“Em Pedaços” é um libelo contra a ascensão da direita fascista ao poder .
Entre a vingança e os problemas contemporâneos graves – como a xenofobia e o terrorismo – ‘Em Pedaços”, em cartaz em Londrina, é devastador
Para quem ainda não foi, convém conferir este filme grave e inadiável, anos-luz distante das peraltices do selo Marvel. “Em Pedaços”, em terceira semana no circuito brasileiro, é filme que respira por aparelhos entre a atualidade política e social (o ressurgimento de grupos de extrema direita e os consequentes ataques de xenofobia; o pânico do terrorismo islâmico) e a estrutura clássica de um thriller de vingança. Recente Globo de Ouro de melhor filme estrangeiro, é a história de uma mulher, a alemã Katja (Diane Kruger), que busca a retaliação para o crime que estraçalhou sua vida – a morte da família num atentado hediondo: Nuri, o marido turco de origem curda e o pequeno Rocco, filho deles.
Neste caso, aplica-se a máxima de Nietzsche, que dizia que “se você olhar durante muito tempo para um abismo, o abismo também vai olhar de volta para dentro de você”. A vida passa a não ter sentido, e Katja oscila entre a perda e o desgosto, o luto, o vazio e a necessidade de justiça: a investigação policial não avança, mas afinal a detenção de dois irmãos neonazistas dá uma guinada nos acontecimentos. Com “Em Pedaços”, o cineasta alemão de origem turca Fatih Akin, que já havia ganho o Urso de Ouro em Berlim com “Contra a Parede” (2004), entrega à consciência do espectador um filme poderoso e devastador, construído em linha raivosa e niilista sobre as consequências das tragédias quando não existem motivos para seguir vivendo.

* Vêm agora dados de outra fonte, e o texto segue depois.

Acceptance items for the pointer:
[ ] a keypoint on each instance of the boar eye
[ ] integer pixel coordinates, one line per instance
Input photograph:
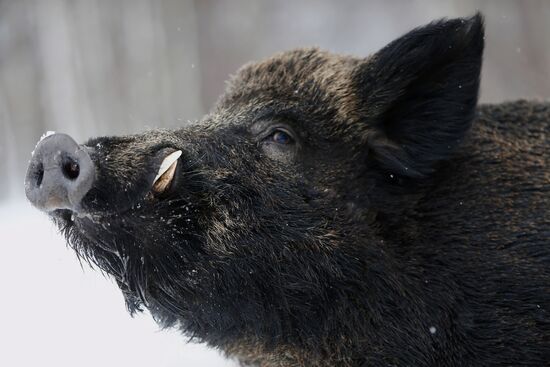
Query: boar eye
(281, 137)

A história está dividida em três partes que são desenvolvidas de maneira linear sem buscar saltos temporais, e todas tem desenlaces surpreendentes. E o relato conta com vigor discursivo importante e evita as típicas convenções do cinema hollywoodiano quanto ao caráter estereotipado dos personagens e às cenas de ação.
Combinando a tragédia familiar, o drama de tribunal e o thriller de vingança, o trabalho de Akin respeita esta sequência narrativa com vistas a retratar o calvário de Katja, martirizada por um Estado obtuso que não cumpre seu dever de administrar justiça em tempo e forma.
“Em Pedaços” se nutre da opção discutível da justiça pelas próprias mãos, e pode-se discutir ainda um formato retórico já bastante utilizado por diversos gêneros – a influência mais antiga (e pouco sutil) é “Desejo de Matar”, que Michael Winner realizou em 1974.
Contra o filme talvez se pudesse cobrar um pouco mais dessa sutileza, e menos obviedade, como se o espectador não fosse capaz de entender se a tragédia fosse menos sublinhada. Mas a provocação e a perturbação acabam falando mais alto; pode não ser o melhor filme do diretor (é com certeza menos efetivo que “Soul Kitchen”, exibido em Londrina pelo Cine Com-tour), mas “Em Pedaços” é bem estruturado e gera natural empatia com o espectador. Estamos diante de um drama maiúsculo de nossos tempos: a questão da imigração não desejada. E conta com uma atuação soberba da alemã Diane Kruger (melhor atriz em Cannes), que sustenta o filme com extrema bravura (deve ser lembrada por seu desempenho pueril e esquemático em “Bastardos Inglórios”).
“Em Pedaços” deve ser visto e pensado tanto como um libelo exemplar contra a ascensão da direita fascista ao poder em países de primeiro ou de terceiro mundo como uma epopeia sobre a desilusão para com a sociedade. Além disso, funciona como excelente amostra do modo como devem ser encarados os filmes de gênero em nossos dias atribulados: sem tanta ornamentação, mas privilegiando o humano.